Thomas Jefferson, Steroids, and Sepsis*
As it turns out, it may be just as hard to abandon routine clinical practices in the face of clinical trials evidence suggesting that they are no longer beneficial, when the evidence is less than convincing or when the evidence just does not exist (4). As a case in point, the use of corticosteroids in critically ill patients with septic shock has been hotly debated since the 1950s (i.e., three generations, as defined by Jefferson above). In fact, one of the first clinical trials of corticosteroids performed in adults and children with sepsis in 1963 showed no benefit (5). Regardless, the most recent 2016 Surviving Sepsis Campaign consensus guidelines for the management of critically ill patients with septic shock continue to recommend corticosteroids, though only for patients who are hemodynamically unstable despite adequate fluid resuscitation and vasopressor therapy (6). The evidence for this particular recommendation is admittedly weak and of low quality, based upon a number of systematic reviews and meta-analyses that suggest that even if corticosteroids reverse shock in critically ill adults with septic shock, outcomes are not significantly improved (7).

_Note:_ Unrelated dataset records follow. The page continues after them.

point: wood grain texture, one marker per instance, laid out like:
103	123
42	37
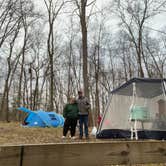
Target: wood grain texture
81	154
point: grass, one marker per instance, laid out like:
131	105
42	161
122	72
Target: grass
14	134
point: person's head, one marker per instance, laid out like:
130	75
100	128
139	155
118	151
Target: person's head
80	93
72	99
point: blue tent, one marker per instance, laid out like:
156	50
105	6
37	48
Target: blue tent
41	118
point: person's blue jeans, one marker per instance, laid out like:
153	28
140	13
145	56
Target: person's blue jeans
83	121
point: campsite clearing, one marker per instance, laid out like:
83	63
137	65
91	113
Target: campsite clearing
14	134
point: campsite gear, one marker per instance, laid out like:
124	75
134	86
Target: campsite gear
42	118
131	111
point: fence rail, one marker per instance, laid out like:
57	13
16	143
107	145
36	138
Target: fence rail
81	154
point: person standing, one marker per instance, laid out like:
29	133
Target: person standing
70	113
83	107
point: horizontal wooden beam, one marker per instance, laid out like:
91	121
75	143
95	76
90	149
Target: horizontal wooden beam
94	154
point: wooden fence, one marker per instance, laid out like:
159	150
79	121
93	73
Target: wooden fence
84	154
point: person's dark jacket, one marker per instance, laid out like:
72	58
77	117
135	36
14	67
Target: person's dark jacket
70	111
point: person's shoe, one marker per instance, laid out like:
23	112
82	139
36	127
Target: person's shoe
63	137
73	137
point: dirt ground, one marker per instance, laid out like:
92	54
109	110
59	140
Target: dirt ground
14	134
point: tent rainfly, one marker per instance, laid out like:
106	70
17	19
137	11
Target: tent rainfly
136	110
41	118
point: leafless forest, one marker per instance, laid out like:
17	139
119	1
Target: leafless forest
50	50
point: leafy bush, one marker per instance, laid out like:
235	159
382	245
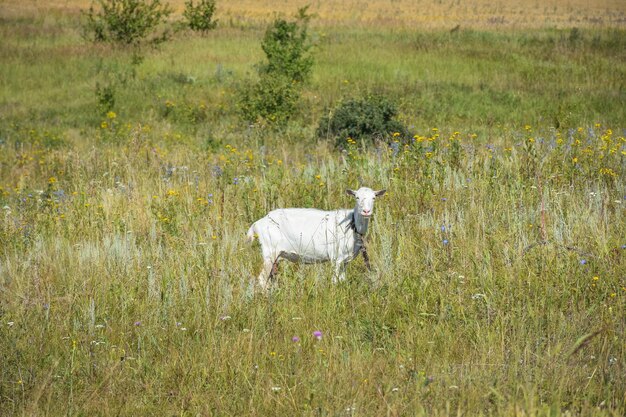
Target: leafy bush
127	22
200	17
274	97
366	119
287	48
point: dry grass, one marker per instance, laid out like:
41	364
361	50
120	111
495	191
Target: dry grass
427	14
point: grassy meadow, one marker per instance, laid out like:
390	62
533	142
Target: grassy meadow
499	251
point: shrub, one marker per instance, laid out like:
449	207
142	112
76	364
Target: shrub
200	17
273	99
127	22
368	119
287	49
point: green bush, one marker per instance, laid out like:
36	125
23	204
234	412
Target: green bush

There are no large multicenter, randomized, controlled clinical studies on the administration of corticosteroids in pediatric septic shock (8). However, there are still a number of clinicians who continue to administer corticosteroids in the setting of pediatric septic shock (9, 10), which is surprising given the adult studies mentioned above combined with a number of observational studies in children showing either no benefit (11–14) or even harm (15–17). In this issue of Pediatric Critical Care Medicine, Nichols et al (18) report the findings of a pragmatic (i.e., “real world” use) analysis of corticosteroids in pediatric septic shock. Two points are noteworthy. First, the investigators followed the 2012 Surviving Sepsis Campaign pediatric guidelines that recommended obtaining a random serum total cortisol (rSTC) level and then initiating stress-dose hydrocortisone for those children with fluid-refractory and catecholamine-dependent shock and rSTC level below 18 µg/dL (19). The most recent guidelines have abandoned the use of rSTC as criteria for initiating corticosteroids in this setting (6), so one could certainly argue that the study design may not have reflected “real world” clinical practice.